Workflow of the Week: Improving Feedback with Product Management Survey Workflows
Delivering the product features your clients want and need with feedback and survey workflows.
Ask product managers how they prioritize building new features, and they will tell you that it is a careful balance between building what the customers ask for and staying one step ahead of features clients don’t even know they want yet. . How do product managers get these insights, and how do they leverage it to build the features of their customers’ dreams?
The answer is actually pretty simple: no psychoanalysis or Rorschach test required. Product managers engage with their field, scope out their competitors, engage with the latest technologies, and above all — get in touch with their customer base. The people who know your product best — who know what it is like to come up against a challenge and immediately look to your product as the solution — are the ones who are going to have the most information about how your product could be improved.

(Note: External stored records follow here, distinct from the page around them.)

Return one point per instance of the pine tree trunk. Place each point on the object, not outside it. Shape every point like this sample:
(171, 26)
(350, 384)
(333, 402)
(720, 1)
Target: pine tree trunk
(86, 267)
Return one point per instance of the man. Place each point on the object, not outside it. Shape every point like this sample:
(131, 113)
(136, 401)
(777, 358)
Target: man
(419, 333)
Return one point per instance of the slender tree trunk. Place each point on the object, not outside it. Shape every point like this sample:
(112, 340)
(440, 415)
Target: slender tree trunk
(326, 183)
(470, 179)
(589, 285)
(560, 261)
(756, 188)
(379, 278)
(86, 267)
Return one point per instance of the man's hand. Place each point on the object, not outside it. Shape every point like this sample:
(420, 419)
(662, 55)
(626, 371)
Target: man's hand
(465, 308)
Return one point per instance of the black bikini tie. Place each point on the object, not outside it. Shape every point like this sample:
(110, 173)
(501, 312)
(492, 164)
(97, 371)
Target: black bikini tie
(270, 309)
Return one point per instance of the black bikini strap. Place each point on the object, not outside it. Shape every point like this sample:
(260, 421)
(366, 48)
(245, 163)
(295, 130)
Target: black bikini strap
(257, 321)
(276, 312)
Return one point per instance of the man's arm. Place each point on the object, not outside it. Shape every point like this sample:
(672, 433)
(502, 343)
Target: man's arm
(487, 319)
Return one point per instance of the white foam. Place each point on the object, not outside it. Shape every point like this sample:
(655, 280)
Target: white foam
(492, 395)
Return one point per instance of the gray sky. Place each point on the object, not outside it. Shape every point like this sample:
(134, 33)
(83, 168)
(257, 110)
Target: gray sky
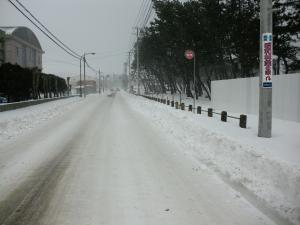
(101, 26)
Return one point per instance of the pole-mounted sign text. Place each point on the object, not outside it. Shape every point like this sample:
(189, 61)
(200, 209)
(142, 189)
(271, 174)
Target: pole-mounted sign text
(267, 60)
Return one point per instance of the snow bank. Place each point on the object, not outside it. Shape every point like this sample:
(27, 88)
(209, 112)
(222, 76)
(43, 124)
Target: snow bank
(268, 168)
(15, 122)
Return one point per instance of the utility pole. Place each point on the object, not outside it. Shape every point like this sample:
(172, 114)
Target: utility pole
(80, 80)
(265, 81)
(103, 83)
(194, 107)
(129, 63)
(129, 69)
(99, 82)
(138, 58)
(84, 91)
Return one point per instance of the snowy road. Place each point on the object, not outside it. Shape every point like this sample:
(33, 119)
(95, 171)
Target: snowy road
(105, 164)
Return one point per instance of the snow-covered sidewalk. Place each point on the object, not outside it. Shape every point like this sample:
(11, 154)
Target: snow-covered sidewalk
(267, 168)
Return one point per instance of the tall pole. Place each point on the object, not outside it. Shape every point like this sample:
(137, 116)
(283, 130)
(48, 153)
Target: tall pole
(129, 63)
(80, 81)
(103, 83)
(138, 58)
(265, 81)
(84, 84)
(99, 82)
(194, 107)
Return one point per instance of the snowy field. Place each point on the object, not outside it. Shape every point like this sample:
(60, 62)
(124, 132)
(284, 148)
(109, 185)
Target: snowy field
(15, 122)
(268, 168)
(129, 160)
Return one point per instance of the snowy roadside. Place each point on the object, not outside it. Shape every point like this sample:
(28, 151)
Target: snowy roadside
(15, 122)
(268, 168)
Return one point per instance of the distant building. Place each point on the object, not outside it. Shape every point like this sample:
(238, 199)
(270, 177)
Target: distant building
(19, 45)
(89, 87)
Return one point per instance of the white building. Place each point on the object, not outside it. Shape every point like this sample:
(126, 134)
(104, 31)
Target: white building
(19, 45)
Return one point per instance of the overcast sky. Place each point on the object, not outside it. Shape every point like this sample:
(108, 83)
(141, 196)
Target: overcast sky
(101, 26)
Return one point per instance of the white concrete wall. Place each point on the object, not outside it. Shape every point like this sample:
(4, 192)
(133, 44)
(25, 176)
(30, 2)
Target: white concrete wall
(242, 96)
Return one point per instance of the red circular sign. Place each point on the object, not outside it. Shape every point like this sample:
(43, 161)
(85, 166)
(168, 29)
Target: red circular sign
(189, 54)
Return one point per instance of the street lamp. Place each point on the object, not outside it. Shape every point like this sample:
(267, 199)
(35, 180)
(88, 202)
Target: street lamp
(84, 61)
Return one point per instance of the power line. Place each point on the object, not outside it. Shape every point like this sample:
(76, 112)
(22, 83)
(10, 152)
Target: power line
(45, 28)
(140, 13)
(63, 48)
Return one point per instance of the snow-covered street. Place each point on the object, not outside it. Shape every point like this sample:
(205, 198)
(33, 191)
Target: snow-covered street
(102, 161)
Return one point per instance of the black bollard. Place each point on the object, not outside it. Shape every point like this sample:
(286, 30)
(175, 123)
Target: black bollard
(199, 110)
(224, 116)
(243, 121)
(210, 112)
(182, 106)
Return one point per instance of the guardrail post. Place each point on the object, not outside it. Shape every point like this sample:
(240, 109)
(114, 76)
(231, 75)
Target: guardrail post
(224, 116)
(243, 121)
(210, 112)
(199, 110)
(182, 106)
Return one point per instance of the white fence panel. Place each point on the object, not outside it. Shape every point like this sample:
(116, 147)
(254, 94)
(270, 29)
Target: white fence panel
(242, 96)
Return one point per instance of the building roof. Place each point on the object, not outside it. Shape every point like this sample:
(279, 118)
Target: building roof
(24, 34)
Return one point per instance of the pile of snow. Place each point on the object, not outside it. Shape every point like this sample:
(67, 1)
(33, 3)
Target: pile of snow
(268, 168)
(15, 122)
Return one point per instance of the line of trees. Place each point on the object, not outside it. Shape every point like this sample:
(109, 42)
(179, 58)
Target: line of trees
(225, 37)
(20, 84)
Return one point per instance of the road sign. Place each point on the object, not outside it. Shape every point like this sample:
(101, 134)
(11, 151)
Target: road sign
(267, 60)
(189, 54)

How workflow automation scales feedback
But as many product managers know, asking for feedback can sometimes open the floodgates. When dealing with hundreds — or even thousands — of users, gathering impactful feedback requires a combination of quality and quantity, like vetted polls, surveys, and more finely-grained questions. How do strategic product managers go about this challenge? Product managers who leverage workflow automation find themselves at an advantage when it comes to collecting, reviewing, and analyzing product feedback and feature requests.
Product feedback can be gathered in an ad-hoc manner in the application itself, as a customer identifies a particular problem or solution that they’d like to implement. But when product managers look for thick data sets to use in their roadmapping process, they often will send out a survey to a larger customer base.
Delivering quality feedback with automatically-customized questions and survey workflows
It’s critical that these surveys display uniquely for different users, depending on how someone interacts with the product. It wouldn’t make any sense for an end-user to see the same questions as systems administrators, or vice versa. Too many questions —especially when they are irrelevant — cause respondents to feel overwhelmed, undervalued, or simply lose interest. Workflow automation tools account for this by adjusting questions depending on how someone fills out their role in the very beginning.
Workflow automation also enables finely-grained routing capabilities. For product surveys, this means that depending on someone’s stated role, how they answered a particular question, or how close your relationship is to this particular customer, you can route the feedback in several different ways. For example, suppose your customers only provide answers to multiple-choice questions. In that case, your workflow’s analytics feature can pull them into charts and graphs to enable data visualization and data-driven decisions. But for your more complex answers, depending on the question or the customer, you can route them to your product owner, your product manager, or others for review.
Workflow automation encourages qualitative and quantitative feedback, so you can deliver the features your customers want and need.